Are you thinking about purchasing a coffee shop but are unsure of what to expect?

We asked some of the most successful cafe owners in the UK what to expect/what advice they would give to someone who was just about to embark on their ownership journey. Read on the find out what they had to say.


First off – it’s a lot of work. Do you plan to employ anyone from the get go? If not, you might easily be working 6 days a week with 14 hour days. Secondly, are you passionate about great coffee and understand how to make it?

If you’re just looking for a business to jump into without really caring about the coffee you’re making or don’t have the knowledge, chances are it’s not going to end well. If you’re passionate and knowledgeable then you’ve always got a great chance of being successful.


Everything starts with the coffee but don’t be shy to look for other areas to profit from. I’ve got a cafe and rent a back room out for meetings etc which generates more sales. We’ve also bought a roaster and have a roaring side trade of roasting and selling different coffees.


Be prepared for it to take over your life and ere on the side of caution where past takings are concerned. In the town where I live (population 40,000) I have seen a dozen coffee shops close in five years, but I have also seen a few independent family cafes thrive. We ran our family coffee bar/cafe for over thirty years – it can work if you put the hours in, best wishes and good luck. P.S. beware of all kinds of salespeople who will target you once they see a new owner! Just show them the door!


We roast coffee down in Swanage, Dorset. Lots of cafes. Lots of rubbish coffee! Make sure you serve quality, locally roasted coffee, involve the community, be environmentally aware and use social media to build a following!


We run a cafe and have recently gone into making sandwiches and cakes etc – that is what takes up even more time and makes it harder work. More income, but early mornings and lots of supplies needed so learn to walk before you can run. Get the coffee nailed down first and then expand your offerings afterwards unless you can find a cheap supplier of fresh food right away.


I have owned a coffee shop for over 20 years. Be prepared to work harder than you ever have in your life. My husband is a builder by trade and says he finds it harder working in the shop. The upside is I enjoy working everyday so if you’re passionate about coffee and have the initial funding, why not?


Before retiring, we had a small cafe that was turning over around £80k – at that level it’s more of a lifestyle business than anything else but that doesn’t mean it can’t be a fun way of life. It’s a very rewarding business, especially if you love coffee!


I’ve ran coffee shops for years – I currently run 4 stores alongside managing wholesale too. If I were just starting a coffee shop, I’d look at the potential turnover and see if it’s achievable for the business to grow in the location you plan to buy in.

For example, are there lots of competitors already based there? Can you offer a USP for them to choose you instead of your competitors? If there aren’t many coffee shops around, ask why? Lots of research is needed in my opinion but if you get it right, it might be the best thing you ever do.


If you’re looking to make lots of money – be prepared for the work. For the sort of money where you’re going to be living comfortably, two people can’t do it alone!

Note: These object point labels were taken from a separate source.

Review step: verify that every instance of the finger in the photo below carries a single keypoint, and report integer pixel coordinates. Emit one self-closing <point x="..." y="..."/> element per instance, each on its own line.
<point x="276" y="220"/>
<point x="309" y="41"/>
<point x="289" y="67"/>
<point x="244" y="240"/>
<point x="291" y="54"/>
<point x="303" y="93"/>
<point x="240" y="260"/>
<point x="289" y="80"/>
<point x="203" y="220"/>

It will take over your time, I love it it’s fun but it’s hard work! I bake everything myself, the shopping is a drag though…you will never work so hard but if you enjoy it you will make a good living.


Our coffee shop stocks a variety of beans that are ground and used in front of the customer. We also have big signs on the wall discussing flavour, provenance etc. For us, and hopefully our customers it really adds to the coffee experience. One other thing – maybe sound proof the grinders!


I own a coffee company as well as a roastery and let me tell you – retail is completely different. Be prepared for it to consume your entire life. Including weekends and such like. The MOST important thing is good coffee. The rest is just toppings on the cake.


If there’s one thing you can take away from this advice it’s too be prepared for the hard work! Owning a coffee shop is hard work and time consuming. Bear in mind that if you’re the owner, chances are you’re going to be in charge of everything at the very start. If that doesn’t phase you and you have a genuine passion for making great coffee then the pros might just outweigh the cons (the money will probably help!)

Many thanks to our contributors for their insightful and helpful advice!